Bolivia’s Colquiri tin-zinc mine is set to reopen after the two local groups of miners fighting for control of a deposit at the mine struck an agreement with the government on how to divide the resource last week.
The deal ended violent protests that started in early September and shuttered the operation, costing Comibol, the state-owned mining company that owns the mine, roughly $250,000 a day in lost production.
The agreement came after the government of President Evo Morales nationalized the mine in June in the wake of earlier protests against its previous owner, Sinchi Wayra, a subsidiary of Swiss commodity trader Glencore International (LSE:GLEN).
Nationalization of Colquiri failed to stem protests
On the day the government revoked Glencore’s right to mine at Colquiri, Bolivian Vice President Alvaro Garcia said, “Today we’re signing a great decree, for two reasons. We’re recouping a company that belonged to the state and now returns to state hands, and we’re also democratically resolving the contradiction between the two factions of the Bolivian population: cooperative workers and salaried employees.”
But even with the state in control, the two groups — Comibol’s salaried workers and the local cooperative miners who carry out small-scale mining on the site — remained deadlocked over who should control Colquiri’s Rosario vein. A committee made up of representatives of both parties and the government will now carry out a technical assessment to clearly mark out each side’s stake.
Bolivia was the world’s fourth-largest tin producer in 2011, according to figures from the US Geological Survey. During the year, the country’s mines produced 20,700 metric tons of the metal, behind only China, Indonesia and Peru. Bolivia also holds 400,000 MT of known reserves, also the fourth-largest amount in the world.
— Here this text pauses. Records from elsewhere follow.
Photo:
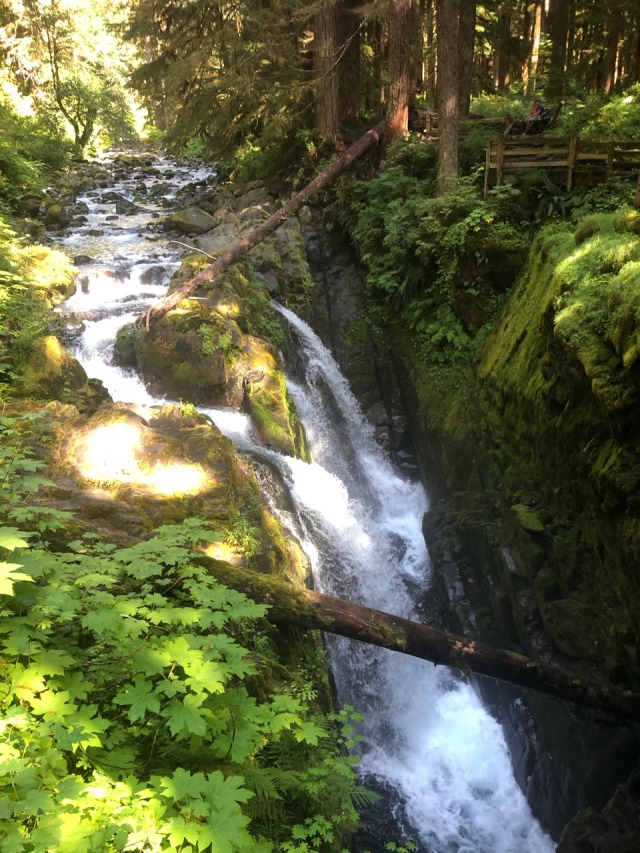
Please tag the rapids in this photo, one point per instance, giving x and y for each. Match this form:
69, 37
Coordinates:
425, 732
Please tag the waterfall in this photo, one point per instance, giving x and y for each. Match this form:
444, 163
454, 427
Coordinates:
425, 732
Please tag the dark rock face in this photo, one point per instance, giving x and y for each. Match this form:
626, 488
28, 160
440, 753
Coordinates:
335, 313
499, 574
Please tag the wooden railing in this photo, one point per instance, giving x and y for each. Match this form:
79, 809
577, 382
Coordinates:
570, 160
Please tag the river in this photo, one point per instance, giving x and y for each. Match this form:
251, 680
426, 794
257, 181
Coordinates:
426, 734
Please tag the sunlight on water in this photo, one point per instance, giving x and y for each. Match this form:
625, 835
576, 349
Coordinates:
425, 731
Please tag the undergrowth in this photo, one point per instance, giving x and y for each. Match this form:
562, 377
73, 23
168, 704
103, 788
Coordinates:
128, 715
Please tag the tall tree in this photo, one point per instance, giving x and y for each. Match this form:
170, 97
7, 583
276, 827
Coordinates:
64, 57
467, 32
615, 25
448, 51
558, 34
325, 58
534, 56
348, 24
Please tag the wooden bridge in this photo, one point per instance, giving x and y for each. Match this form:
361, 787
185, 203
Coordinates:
569, 160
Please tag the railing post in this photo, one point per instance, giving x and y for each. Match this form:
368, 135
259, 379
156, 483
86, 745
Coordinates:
487, 168
499, 160
611, 150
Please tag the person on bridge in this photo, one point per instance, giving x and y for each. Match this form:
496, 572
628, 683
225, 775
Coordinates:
538, 111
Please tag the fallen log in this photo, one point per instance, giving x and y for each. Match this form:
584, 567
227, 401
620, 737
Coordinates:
367, 141
307, 609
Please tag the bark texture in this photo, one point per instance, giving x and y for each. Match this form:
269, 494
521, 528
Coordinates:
448, 52
307, 609
400, 26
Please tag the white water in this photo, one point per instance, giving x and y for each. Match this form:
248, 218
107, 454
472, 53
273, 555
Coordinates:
425, 731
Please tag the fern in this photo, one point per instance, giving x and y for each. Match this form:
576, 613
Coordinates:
127, 721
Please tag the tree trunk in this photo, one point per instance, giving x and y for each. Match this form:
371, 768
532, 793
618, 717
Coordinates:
348, 23
614, 30
326, 71
430, 55
240, 249
448, 50
400, 26
302, 608
467, 32
534, 59
558, 32
502, 60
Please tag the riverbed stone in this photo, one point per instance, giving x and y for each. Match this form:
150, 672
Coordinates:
189, 221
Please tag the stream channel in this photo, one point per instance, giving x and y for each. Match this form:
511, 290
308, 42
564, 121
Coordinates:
426, 734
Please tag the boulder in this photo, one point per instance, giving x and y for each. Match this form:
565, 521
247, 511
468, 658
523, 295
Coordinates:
190, 221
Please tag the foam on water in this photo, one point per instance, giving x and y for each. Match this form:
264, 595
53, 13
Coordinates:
425, 731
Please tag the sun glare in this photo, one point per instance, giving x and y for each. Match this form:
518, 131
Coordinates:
111, 455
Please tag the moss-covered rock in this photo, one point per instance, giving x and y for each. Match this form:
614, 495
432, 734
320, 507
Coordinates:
190, 221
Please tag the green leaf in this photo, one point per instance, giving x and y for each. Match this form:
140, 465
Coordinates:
140, 697
12, 538
186, 717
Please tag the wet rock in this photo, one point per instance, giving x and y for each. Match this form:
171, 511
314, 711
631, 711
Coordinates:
126, 208
190, 221
51, 373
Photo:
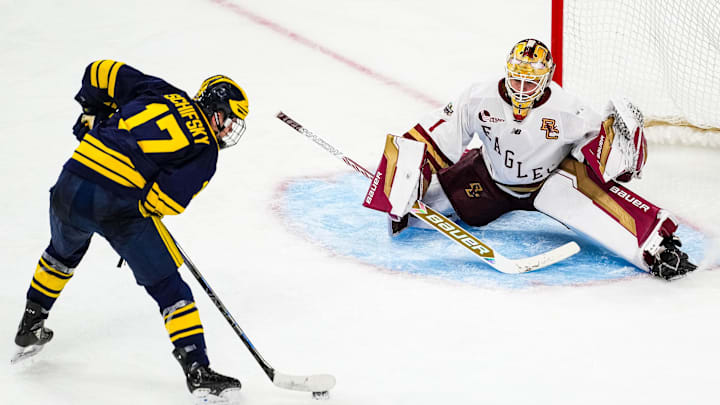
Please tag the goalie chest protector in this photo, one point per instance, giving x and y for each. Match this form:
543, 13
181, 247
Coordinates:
474, 195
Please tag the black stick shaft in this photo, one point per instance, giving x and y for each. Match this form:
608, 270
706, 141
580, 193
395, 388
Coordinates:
228, 317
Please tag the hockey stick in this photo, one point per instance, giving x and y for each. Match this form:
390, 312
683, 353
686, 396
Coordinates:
318, 384
449, 228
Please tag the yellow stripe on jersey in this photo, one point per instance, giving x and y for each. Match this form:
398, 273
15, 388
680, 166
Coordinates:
103, 75
96, 142
49, 281
108, 162
93, 73
113, 79
157, 201
151, 111
168, 241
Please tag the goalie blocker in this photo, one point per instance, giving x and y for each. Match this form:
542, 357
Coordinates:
401, 178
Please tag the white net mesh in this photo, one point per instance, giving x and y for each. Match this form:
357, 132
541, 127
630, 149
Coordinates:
662, 54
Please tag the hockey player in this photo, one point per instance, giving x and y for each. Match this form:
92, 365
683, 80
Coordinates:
542, 149
146, 149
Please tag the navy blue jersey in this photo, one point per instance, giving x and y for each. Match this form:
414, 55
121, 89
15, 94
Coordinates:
152, 143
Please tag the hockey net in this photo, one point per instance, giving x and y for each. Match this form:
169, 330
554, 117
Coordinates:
662, 54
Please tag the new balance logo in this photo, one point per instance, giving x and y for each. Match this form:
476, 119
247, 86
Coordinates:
371, 192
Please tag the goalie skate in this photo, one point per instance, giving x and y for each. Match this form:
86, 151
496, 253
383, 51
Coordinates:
23, 353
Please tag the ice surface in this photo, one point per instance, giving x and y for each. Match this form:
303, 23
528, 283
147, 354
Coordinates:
389, 337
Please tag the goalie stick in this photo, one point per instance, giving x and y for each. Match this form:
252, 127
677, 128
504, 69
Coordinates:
447, 227
318, 384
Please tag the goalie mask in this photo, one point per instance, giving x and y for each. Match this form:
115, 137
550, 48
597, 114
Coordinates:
220, 94
529, 69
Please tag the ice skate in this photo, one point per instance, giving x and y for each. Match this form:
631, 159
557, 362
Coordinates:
32, 335
395, 227
670, 262
206, 385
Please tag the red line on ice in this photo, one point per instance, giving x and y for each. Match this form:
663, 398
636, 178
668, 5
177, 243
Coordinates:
279, 29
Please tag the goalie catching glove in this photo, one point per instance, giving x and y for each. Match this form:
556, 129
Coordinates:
401, 178
619, 152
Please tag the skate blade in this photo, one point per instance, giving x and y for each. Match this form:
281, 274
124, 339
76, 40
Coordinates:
228, 396
24, 353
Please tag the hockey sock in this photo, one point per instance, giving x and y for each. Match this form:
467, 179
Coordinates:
181, 317
48, 281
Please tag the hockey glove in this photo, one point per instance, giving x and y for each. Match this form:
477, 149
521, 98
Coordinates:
83, 125
670, 262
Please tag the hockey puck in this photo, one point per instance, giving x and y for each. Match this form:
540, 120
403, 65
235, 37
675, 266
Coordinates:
321, 395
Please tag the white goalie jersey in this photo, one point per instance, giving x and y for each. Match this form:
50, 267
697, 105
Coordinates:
517, 153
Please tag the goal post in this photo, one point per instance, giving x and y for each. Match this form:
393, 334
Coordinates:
662, 54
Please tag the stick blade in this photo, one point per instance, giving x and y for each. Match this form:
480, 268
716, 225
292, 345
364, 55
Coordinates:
310, 383
547, 258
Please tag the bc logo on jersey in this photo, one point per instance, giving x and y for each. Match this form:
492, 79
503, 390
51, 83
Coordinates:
474, 190
549, 127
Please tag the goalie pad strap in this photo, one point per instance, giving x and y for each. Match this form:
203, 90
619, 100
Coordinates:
620, 150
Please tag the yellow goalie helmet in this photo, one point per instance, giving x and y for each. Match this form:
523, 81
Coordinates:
529, 69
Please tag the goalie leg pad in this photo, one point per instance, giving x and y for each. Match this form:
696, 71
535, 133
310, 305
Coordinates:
619, 152
615, 217
401, 178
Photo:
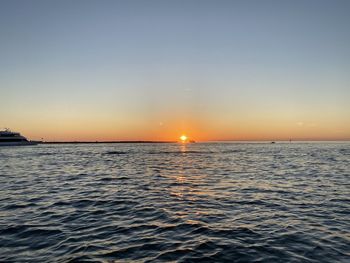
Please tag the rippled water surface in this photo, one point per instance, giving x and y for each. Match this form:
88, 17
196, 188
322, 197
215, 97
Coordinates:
206, 202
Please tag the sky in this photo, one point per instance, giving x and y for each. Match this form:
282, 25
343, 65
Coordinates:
154, 70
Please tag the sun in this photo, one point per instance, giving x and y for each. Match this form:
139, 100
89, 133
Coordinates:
183, 138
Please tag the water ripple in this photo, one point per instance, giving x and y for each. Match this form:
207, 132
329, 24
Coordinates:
203, 202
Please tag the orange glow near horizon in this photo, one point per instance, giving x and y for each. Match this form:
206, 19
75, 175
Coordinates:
183, 138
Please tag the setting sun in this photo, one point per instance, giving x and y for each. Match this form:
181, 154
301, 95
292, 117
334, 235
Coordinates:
183, 138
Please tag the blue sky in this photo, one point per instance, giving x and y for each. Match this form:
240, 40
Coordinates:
129, 66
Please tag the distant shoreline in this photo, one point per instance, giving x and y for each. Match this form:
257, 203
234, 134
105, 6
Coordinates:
100, 142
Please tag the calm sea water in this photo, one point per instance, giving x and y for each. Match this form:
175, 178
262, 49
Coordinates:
204, 202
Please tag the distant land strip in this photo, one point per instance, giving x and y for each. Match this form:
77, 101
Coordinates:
90, 142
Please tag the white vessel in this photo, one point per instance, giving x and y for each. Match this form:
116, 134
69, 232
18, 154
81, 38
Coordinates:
9, 138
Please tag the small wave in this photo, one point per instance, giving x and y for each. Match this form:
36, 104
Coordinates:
115, 152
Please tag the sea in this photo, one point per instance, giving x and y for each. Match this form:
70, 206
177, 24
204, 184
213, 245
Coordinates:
199, 202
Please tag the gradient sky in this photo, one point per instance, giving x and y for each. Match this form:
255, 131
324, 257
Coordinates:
153, 70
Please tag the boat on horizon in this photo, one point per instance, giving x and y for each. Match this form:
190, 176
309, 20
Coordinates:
10, 138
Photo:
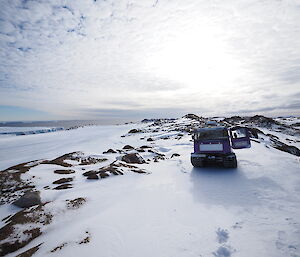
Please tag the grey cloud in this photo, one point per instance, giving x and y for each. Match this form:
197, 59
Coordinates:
56, 55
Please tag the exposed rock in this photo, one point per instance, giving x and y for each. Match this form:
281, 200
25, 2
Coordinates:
133, 158
91, 160
134, 131
254, 132
145, 146
92, 176
88, 173
63, 180
109, 151
11, 184
128, 147
64, 171
28, 199
61, 160
85, 240
57, 248
285, 148
234, 119
263, 121
63, 186
15, 234
29, 252
75, 203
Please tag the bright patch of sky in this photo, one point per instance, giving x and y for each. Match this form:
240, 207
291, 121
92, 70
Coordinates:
87, 59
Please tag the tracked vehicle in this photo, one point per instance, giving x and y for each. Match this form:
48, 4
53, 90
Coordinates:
215, 144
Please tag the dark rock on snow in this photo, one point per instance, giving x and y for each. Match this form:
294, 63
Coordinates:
64, 171
109, 151
93, 176
128, 147
63, 180
133, 158
63, 186
28, 199
134, 131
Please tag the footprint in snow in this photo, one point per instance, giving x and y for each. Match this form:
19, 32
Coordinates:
223, 251
222, 235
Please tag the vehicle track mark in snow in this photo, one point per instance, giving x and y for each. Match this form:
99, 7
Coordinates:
238, 225
223, 251
222, 235
181, 167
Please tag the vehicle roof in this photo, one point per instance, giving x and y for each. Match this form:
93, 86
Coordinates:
210, 128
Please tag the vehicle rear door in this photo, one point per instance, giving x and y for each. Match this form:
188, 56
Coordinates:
240, 137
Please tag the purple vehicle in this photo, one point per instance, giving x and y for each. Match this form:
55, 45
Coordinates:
214, 145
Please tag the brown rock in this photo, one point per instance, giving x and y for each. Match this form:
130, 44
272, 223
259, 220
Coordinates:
93, 176
128, 147
134, 131
109, 151
133, 158
63, 186
63, 180
64, 171
28, 199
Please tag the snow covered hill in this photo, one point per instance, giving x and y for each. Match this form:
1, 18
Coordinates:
157, 205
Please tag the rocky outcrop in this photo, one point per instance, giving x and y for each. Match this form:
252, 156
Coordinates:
109, 151
64, 171
63, 180
28, 199
128, 147
133, 131
133, 158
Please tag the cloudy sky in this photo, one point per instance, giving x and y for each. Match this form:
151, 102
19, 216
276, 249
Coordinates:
90, 59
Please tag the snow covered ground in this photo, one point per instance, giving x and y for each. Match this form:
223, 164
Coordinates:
171, 210
18, 131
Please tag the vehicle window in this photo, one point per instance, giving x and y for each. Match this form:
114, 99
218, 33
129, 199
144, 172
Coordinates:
239, 133
211, 134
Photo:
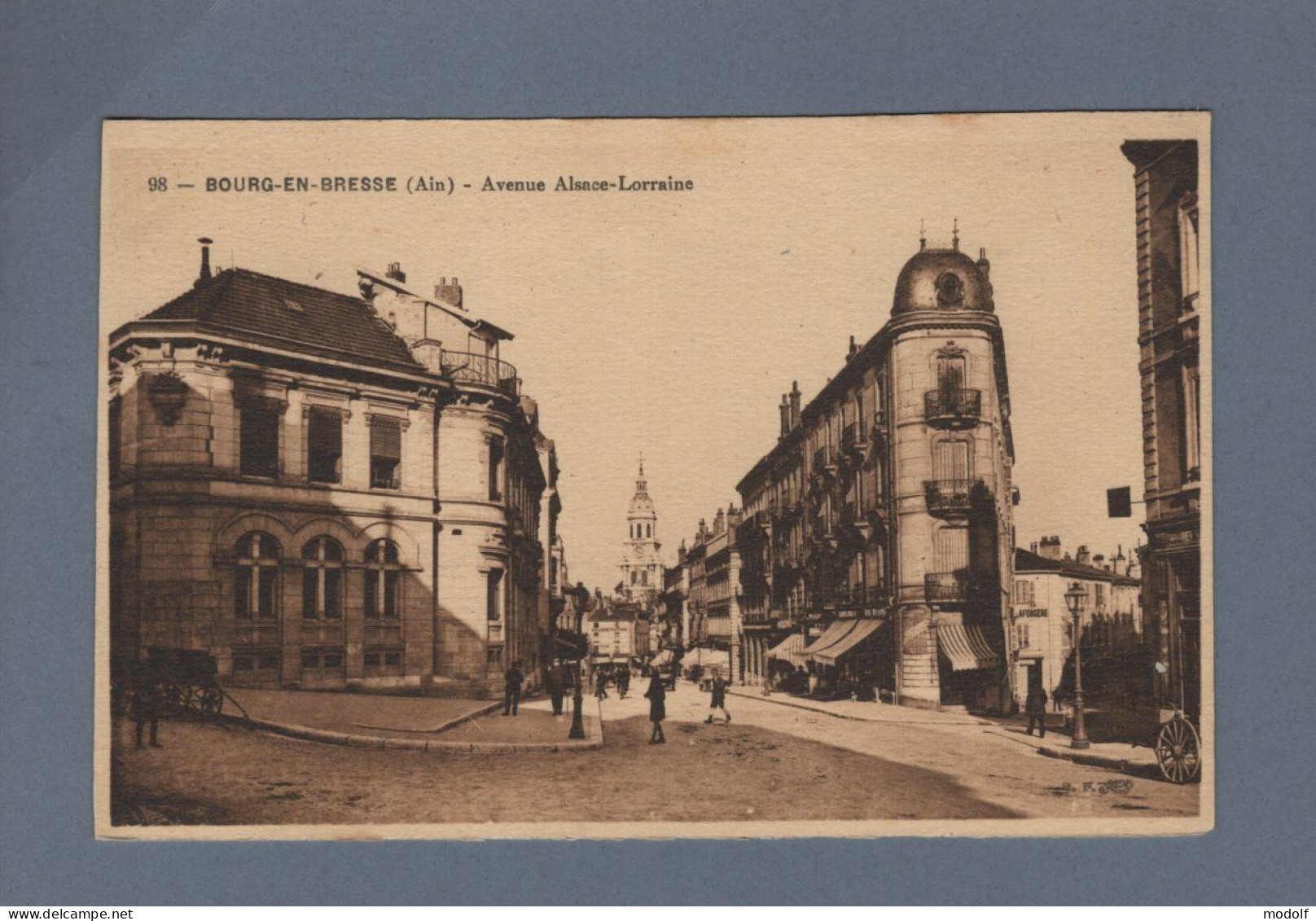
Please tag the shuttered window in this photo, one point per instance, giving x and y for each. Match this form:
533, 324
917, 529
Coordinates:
952, 550
260, 441
386, 453
950, 461
324, 445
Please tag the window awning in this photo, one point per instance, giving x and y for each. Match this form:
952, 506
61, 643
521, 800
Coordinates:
831, 636
790, 650
862, 630
705, 658
966, 647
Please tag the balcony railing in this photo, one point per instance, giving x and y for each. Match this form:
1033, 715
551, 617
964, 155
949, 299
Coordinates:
953, 408
472, 369
945, 587
949, 498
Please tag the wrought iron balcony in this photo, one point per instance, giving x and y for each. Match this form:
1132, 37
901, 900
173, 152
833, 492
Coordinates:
945, 587
472, 369
953, 408
949, 498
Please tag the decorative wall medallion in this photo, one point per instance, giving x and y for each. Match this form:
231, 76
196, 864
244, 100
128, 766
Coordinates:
168, 393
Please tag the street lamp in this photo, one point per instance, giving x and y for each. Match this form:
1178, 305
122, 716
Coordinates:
578, 704
1074, 598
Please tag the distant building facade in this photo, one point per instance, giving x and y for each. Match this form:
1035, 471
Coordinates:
1042, 628
324, 489
1170, 305
878, 530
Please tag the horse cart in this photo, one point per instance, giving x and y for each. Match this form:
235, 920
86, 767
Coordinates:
178, 679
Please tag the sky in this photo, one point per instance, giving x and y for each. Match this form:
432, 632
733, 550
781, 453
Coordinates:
670, 322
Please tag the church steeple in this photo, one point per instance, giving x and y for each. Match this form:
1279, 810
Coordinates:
641, 568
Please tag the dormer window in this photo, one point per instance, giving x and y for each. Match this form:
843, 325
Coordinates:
950, 290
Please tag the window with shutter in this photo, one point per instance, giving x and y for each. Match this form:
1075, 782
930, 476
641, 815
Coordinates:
386, 453
260, 441
324, 445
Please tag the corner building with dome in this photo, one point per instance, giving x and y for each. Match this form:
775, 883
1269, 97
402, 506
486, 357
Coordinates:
875, 544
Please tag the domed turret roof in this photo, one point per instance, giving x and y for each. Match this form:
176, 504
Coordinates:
641, 506
942, 280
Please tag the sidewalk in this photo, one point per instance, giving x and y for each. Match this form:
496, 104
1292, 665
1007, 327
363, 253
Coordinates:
867, 711
1112, 756
419, 724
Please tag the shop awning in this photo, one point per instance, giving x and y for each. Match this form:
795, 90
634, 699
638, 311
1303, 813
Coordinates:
792, 650
835, 633
707, 658
966, 647
849, 643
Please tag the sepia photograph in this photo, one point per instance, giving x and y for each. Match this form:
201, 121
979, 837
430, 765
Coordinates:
656, 478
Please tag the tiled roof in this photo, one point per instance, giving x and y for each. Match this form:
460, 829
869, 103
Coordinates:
320, 322
1027, 561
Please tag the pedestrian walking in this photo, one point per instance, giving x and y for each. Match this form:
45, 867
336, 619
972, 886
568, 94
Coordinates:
1036, 708
555, 682
657, 695
512, 682
147, 700
719, 698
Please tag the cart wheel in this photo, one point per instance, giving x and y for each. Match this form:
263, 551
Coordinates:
209, 700
1178, 750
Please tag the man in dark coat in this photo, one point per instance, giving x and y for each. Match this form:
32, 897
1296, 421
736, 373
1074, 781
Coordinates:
1036, 708
719, 699
147, 699
555, 683
512, 682
657, 707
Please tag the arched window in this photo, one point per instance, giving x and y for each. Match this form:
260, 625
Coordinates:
384, 581
322, 579
256, 591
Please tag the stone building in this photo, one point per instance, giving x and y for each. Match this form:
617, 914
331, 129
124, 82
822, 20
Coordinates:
884, 515
641, 564
324, 489
1042, 641
1170, 305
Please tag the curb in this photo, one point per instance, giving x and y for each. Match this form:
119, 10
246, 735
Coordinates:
846, 716
1091, 761
329, 737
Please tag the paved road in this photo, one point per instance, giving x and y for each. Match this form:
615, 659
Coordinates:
770, 763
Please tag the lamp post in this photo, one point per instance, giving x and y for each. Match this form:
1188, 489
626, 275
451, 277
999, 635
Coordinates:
578, 704
1074, 598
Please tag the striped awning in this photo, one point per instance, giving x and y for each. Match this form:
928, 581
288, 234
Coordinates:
707, 658
966, 647
861, 630
792, 650
835, 632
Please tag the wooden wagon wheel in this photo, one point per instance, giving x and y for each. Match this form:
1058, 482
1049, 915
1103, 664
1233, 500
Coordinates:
209, 700
1178, 750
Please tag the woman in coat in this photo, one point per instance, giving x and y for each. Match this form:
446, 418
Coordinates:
657, 695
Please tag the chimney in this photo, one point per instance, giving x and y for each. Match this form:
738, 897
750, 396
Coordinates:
449, 294
205, 260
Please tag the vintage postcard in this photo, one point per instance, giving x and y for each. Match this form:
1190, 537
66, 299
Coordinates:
656, 478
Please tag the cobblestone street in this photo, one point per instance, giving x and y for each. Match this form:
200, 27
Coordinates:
771, 763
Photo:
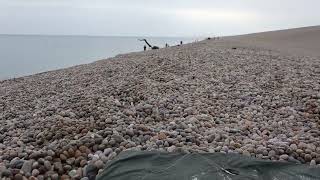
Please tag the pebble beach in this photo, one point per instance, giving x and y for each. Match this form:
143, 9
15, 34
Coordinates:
210, 96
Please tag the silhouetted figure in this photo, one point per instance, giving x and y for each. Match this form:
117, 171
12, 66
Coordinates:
152, 47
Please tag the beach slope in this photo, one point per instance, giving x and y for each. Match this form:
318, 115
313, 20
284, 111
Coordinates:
256, 95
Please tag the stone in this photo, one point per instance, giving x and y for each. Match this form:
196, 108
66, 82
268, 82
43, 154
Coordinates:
91, 171
55, 176
35, 172
63, 157
293, 147
16, 163
18, 177
308, 157
58, 167
73, 174
171, 149
99, 164
47, 165
284, 157
162, 136
107, 151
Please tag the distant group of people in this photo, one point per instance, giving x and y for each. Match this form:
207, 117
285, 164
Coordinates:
167, 45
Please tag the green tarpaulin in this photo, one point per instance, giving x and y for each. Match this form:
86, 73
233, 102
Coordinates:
142, 165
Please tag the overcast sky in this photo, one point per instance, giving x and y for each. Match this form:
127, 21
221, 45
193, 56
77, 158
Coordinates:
154, 17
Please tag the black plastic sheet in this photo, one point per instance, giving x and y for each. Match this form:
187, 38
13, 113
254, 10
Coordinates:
152, 165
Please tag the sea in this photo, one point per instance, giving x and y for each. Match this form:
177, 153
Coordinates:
22, 55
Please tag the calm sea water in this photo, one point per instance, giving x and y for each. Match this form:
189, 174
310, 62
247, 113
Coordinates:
22, 55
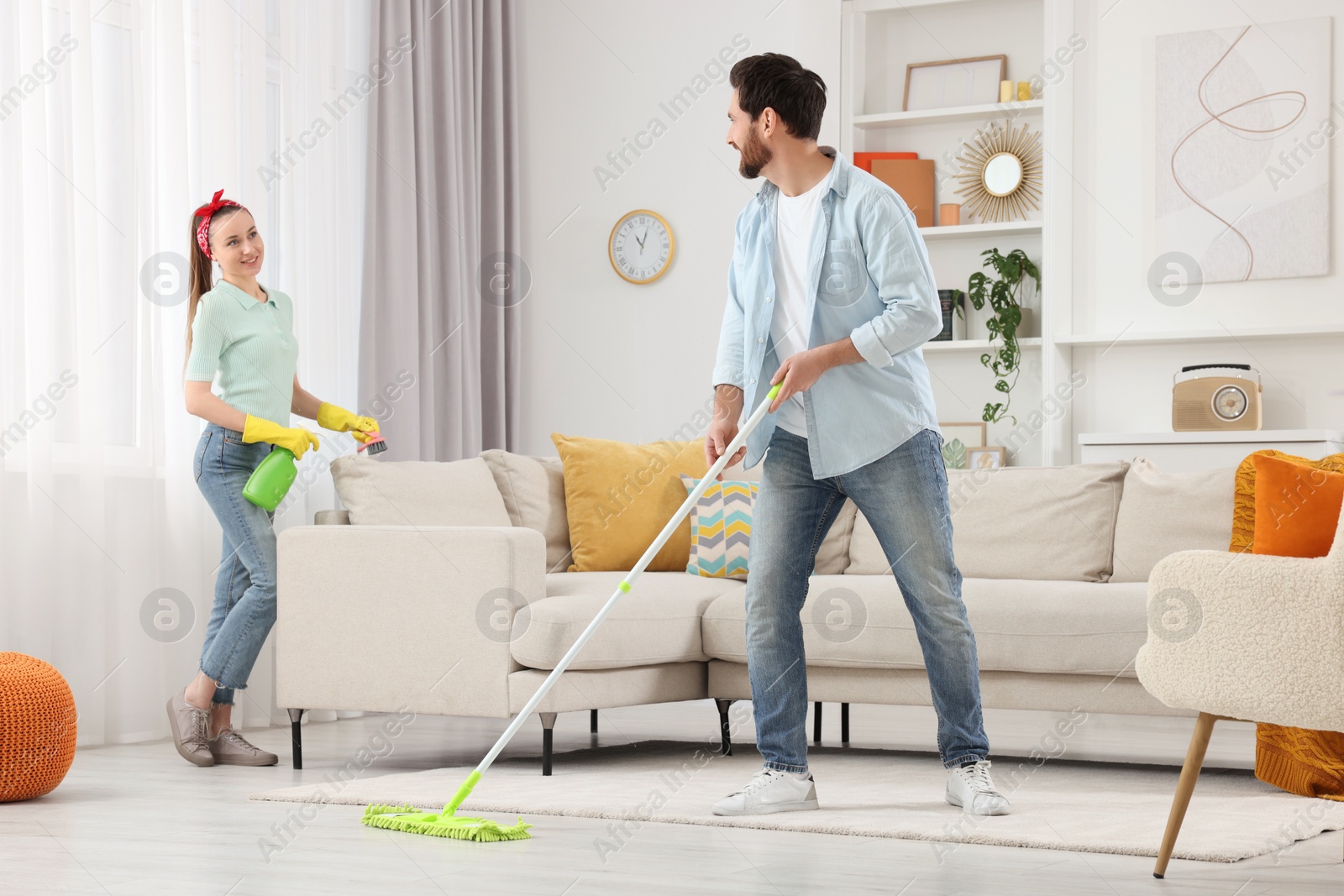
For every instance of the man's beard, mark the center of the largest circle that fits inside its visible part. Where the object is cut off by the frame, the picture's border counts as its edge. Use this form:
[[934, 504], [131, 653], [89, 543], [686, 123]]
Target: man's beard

Comibol expects Colquiri, located in the country’s La Paz province, to produce around 3,000 MT of tin concentrates this year, or around 15 percent of Bolivia’s total output. Colquiri is the country’s second-largest tin mine, behind the Huanuni mine, which is also owned by the state.
Glencore vows to “seek fair compensation” for its lost mine
Meanwhile, Glencore still aims to be compensated for its loss. In a statement issued after the seizure, the company said it is doing all it can to ensure a smooth handover in order to protect the safety of its staff, but also emphasized that it “strongly protests” the government’s action and “reserves its rights to seek fair compensation pursuant to all available domestic and international remedies.”
As well, Glencore highlighted the financial contributions it has made to the country, including $70 million in royalties, taxes and fees from Colquiri and a total of $300 million in payments to the government from all its operations in the country.
“Glencore believes commercial investment enables resource-holding countries to maximise the value generated by their natural resources for the benefit of their people,” the company said. “The action taken by the Government of Bolivia will pose a number of serious questions relating to the Government’s future policy towards foreign investment in the mining sector.”
Colquiri is the latest in a long line of expropriations in Bolivia
The seizure of Colquiri is the latest in an ongoing string of nationalizations in the country. Shortly after Morales came to power in 2006, he nationalized Bolivia’s natural gas industry, followed by its largest telecommunications firm in 2008. In July, a month after seizing Colquiri, the government turned its sights on South American Silver’s (TSX:SAC) Malku Khota mine, which contains rich deposits of silver and indium.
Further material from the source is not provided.